If you’re going to argue data ownership at all, it seems to me the creator of the data is the owner, unless transfer ownership to another person or to the public domain.

On the other hand, I can understand a stand that data can never be “owned”, but I don’t think you are saying that.

fc417fc802 8 hours ago | parent | next [-]

They put in the effort to compile and serve the dataset. That is the useful thing in regard to LLMs.

Particularly when it comes to training AI it's not at all clear to me how traditional copyright benefits society at large. Obviously models regurgitating works wholesale would be problematic. But also obviously models are extremely useful tools and copyright is largely an impediment to creating them.

scotty79 6 hours ago | parent | prev [-]

> You argued that gathering of data signals ownership of it. But I don’t know that reasonable people would agree that that’s about framing.

First of, I am a very reasonable person so you already have one. Second of, even in our sick information economy, public data can be owned when gathered in a database by a third party. The company that created the database can sell access to it and go after people that re-publish the database. Even though it consists 100% of public and free data.

> If you’re going to argue data ownership at all, it seems to me the creator of the data is the owner, unless transfer ownership to another person or to the public domain.

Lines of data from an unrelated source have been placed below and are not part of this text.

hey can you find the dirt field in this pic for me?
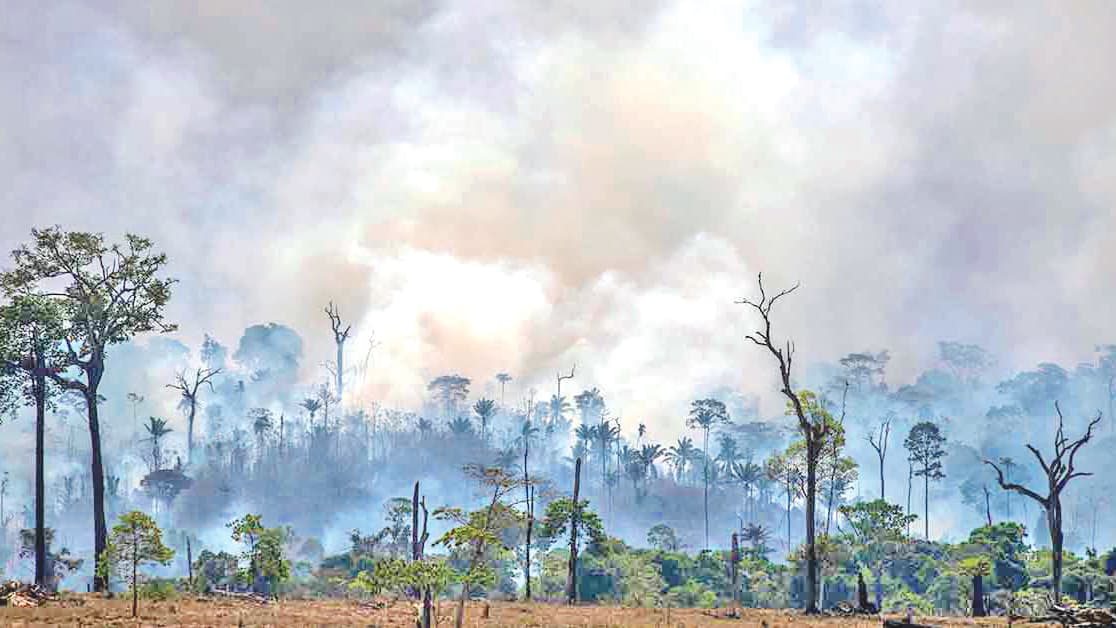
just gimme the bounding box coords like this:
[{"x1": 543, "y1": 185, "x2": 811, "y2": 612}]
[{"x1": 0, "y1": 597, "x2": 1058, "y2": 627}]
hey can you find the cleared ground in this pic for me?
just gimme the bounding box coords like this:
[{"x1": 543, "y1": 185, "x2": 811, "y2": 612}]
[{"x1": 0, "y1": 597, "x2": 1057, "y2": 627}]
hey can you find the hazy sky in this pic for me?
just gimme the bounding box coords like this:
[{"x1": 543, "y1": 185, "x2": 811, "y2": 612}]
[{"x1": 3, "y1": 2, "x2": 1115, "y2": 436}]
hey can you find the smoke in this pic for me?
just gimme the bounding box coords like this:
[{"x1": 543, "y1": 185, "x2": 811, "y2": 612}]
[{"x1": 3, "y1": 1, "x2": 1116, "y2": 440}]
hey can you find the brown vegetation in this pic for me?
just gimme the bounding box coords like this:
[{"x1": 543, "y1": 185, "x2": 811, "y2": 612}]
[{"x1": 0, "y1": 597, "x2": 1057, "y2": 627}]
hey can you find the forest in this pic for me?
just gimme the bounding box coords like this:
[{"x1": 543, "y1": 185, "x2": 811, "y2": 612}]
[{"x1": 0, "y1": 226, "x2": 1114, "y2": 627}]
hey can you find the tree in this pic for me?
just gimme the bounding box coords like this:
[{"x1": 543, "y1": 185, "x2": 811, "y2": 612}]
[
  {"x1": 666, "y1": 437, "x2": 697, "y2": 484},
  {"x1": 0, "y1": 227, "x2": 177, "y2": 591},
  {"x1": 18, "y1": 527, "x2": 83, "y2": 591},
  {"x1": 647, "y1": 524, "x2": 681, "y2": 552},
  {"x1": 249, "y1": 408, "x2": 273, "y2": 460},
  {"x1": 938, "y1": 341, "x2": 992, "y2": 388},
  {"x1": 904, "y1": 421, "x2": 946, "y2": 540},
  {"x1": 324, "y1": 301, "x2": 352, "y2": 408},
  {"x1": 839, "y1": 351, "x2": 890, "y2": 392},
  {"x1": 764, "y1": 449, "x2": 800, "y2": 553},
  {"x1": 738, "y1": 273, "x2": 826, "y2": 613},
  {"x1": 0, "y1": 295, "x2": 65, "y2": 588},
  {"x1": 228, "y1": 514, "x2": 291, "y2": 596},
  {"x1": 473, "y1": 398, "x2": 496, "y2": 443},
  {"x1": 867, "y1": 413, "x2": 893, "y2": 501},
  {"x1": 985, "y1": 402, "x2": 1101, "y2": 601},
  {"x1": 839, "y1": 499, "x2": 916, "y2": 609},
  {"x1": 495, "y1": 372, "x2": 512, "y2": 407},
  {"x1": 166, "y1": 366, "x2": 221, "y2": 464},
  {"x1": 686, "y1": 398, "x2": 729, "y2": 550},
  {"x1": 143, "y1": 417, "x2": 173, "y2": 472},
  {"x1": 101, "y1": 511, "x2": 174, "y2": 617},
  {"x1": 428, "y1": 375, "x2": 471, "y2": 420},
  {"x1": 434, "y1": 465, "x2": 525, "y2": 628}
]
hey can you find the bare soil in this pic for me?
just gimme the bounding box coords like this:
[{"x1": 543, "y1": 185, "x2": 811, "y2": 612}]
[{"x1": 0, "y1": 596, "x2": 1057, "y2": 627}]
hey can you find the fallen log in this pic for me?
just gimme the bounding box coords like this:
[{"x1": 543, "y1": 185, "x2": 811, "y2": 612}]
[{"x1": 883, "y1": 620, "x2": 940, "y2": 628}]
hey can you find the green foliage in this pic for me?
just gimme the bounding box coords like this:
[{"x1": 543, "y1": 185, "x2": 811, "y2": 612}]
[
  {"x1": 227, "y1": 514, "x2": 291, "y2": 594},
  {"x1": 646, "y1": 524, "x2": 680, "y2": 552},
  {"x1": 666, "y1": 579, "x2": 718, "y2": 608},
  {"x1": 882, "y1": 588, "x2": 934, "y2": 615},
  {"x1": 100, "y1": 511, "x2": 175, "y2": 595},
  {"x1": 138, "y1": 578, "x2": 180, "y2": 600},
  {"x1": 537, "y1": 497, "x2": 605, "y2": 553}
]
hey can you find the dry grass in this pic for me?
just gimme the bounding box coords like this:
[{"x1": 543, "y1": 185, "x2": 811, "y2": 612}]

If you go by what's natural, instead of by "please, institutionally protect my obsoleted business model", the creator has the sole ownership of the data until he transfers the data to someone else. If he made a copy and gave it to someone, now they both have the ownership. If he just gave away the data now there's a new single owner of the data. Then IP ownership would work just like ownership of every other actual thing in the universe.

> On the other hand, I can understand a stand that data can never be “owned”, but I don’t think you are saying that.

Oh, it definitely can be owned. I own all zeroes and ones on the computer that I own. Please don't steal them and don't tell me what I can do with them.

tsukikage 7 hours ago | parent | prev [-]

If I shouldn’t care who made it, why should I care who stole it?

If I’m not giving money to the creators, why should I give any to the thieves?

Either pirate for free, or pay the creators.

altmanaltman 5 hours ago | parent | prev [-]

what is this, data communism?

randallsquared 4 hours ago | parent [-]

Rather the reverse, if you separate an instance from the type.

altmanaltman 4 hours ago | parent [-]

I mean yeah, since its the privatization of data but I think the spirit is that data itself doesn't belong to anyone but rather what you can hold is yours? I don't know, it was a tongue in cheek comment and now I'm actually thinking about it.

scotty79 3 hours ago | parent [-]

> I think the spirit is that data itself doesn't belong to anyone but rather what you can hold is yours?

It definitely belongs to someone. To the person holding it (provided that it wasn't stolen). Just as any other actual thing. Except for borrowed items.